The 5D MK II does not have a erase function, just a quick format, and it will not repair the card. Erase writes zeros to every memory location on the card and can take 15-20 minutes, more or less depending on card size and speed. You must do a low level format using a card reader in your computer. If there is a bad block on the card, eventually, the camera will try to save a photo to it with the same results.


----------



## baburaj (Feb 1, 2013)

Which card u used ?



djw said:


> Hi'ya
> 
> I have a new (2 week old) 5d mark ii. I have already taken about 1000 images but have noticed some weird (electronic) banding on three images--two of them this morning.
> 
> ...


----------



## djw (Feb 1, 2013)

Hi, 
I forgot to back report but after more testing this issue was sensor- not card-related. A warrenty repair of the camera and a new sensor solved all the issues. 

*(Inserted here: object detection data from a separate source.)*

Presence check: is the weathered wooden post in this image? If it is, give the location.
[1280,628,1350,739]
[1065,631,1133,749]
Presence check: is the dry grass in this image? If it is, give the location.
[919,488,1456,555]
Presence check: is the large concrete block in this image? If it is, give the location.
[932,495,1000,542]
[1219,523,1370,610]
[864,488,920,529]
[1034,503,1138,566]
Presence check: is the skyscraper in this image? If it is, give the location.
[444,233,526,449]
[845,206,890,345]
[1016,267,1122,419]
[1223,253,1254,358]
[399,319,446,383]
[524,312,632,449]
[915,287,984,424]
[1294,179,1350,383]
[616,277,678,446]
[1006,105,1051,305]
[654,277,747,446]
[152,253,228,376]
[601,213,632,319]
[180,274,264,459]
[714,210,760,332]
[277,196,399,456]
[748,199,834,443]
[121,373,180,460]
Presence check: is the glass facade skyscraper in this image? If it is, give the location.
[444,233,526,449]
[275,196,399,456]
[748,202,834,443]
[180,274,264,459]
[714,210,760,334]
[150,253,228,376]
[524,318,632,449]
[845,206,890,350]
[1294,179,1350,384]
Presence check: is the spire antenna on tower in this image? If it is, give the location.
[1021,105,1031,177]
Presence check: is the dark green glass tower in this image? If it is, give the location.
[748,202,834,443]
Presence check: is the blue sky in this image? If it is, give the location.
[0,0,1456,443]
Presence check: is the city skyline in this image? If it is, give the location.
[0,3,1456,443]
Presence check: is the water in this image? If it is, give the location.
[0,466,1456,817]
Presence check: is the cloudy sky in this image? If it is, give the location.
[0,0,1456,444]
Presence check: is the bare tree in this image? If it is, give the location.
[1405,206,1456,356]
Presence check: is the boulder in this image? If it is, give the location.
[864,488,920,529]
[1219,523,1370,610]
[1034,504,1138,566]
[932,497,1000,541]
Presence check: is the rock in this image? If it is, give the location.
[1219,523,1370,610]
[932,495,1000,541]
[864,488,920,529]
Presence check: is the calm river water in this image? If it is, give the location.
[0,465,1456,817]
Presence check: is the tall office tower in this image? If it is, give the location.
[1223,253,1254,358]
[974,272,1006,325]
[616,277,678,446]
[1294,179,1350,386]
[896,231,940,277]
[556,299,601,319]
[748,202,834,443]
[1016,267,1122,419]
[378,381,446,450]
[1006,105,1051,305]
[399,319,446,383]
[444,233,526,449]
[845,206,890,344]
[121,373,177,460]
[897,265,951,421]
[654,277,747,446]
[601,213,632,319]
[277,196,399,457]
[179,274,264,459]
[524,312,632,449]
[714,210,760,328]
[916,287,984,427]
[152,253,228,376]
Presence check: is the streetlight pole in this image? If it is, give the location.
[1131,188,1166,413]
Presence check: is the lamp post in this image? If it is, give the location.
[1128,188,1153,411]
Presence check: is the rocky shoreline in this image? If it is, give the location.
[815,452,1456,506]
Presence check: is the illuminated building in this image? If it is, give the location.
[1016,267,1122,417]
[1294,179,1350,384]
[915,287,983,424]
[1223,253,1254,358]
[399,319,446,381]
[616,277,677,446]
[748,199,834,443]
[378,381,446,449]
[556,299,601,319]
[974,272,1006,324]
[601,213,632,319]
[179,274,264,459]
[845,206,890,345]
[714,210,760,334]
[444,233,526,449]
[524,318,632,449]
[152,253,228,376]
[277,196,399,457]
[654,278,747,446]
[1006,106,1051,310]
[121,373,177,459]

Thanks so much for all the replys. 

Cheers,

David


----------



## drolo61 (Feb 1, 2013)

Thanks for the update


----------



## baburaj (Feb 1, 2013)

" hi how u got this issue "



djw said:


> Hi'ya
> 
> I have a new (2 week old) 5d mark ii. I have already taken about 1000 images but have noticed some weird (electronic) banding on three images--two of them this morning.
> 
> ...


----------



## baburaj (Feb 1, 2013)

"Thanks for the update .............


----------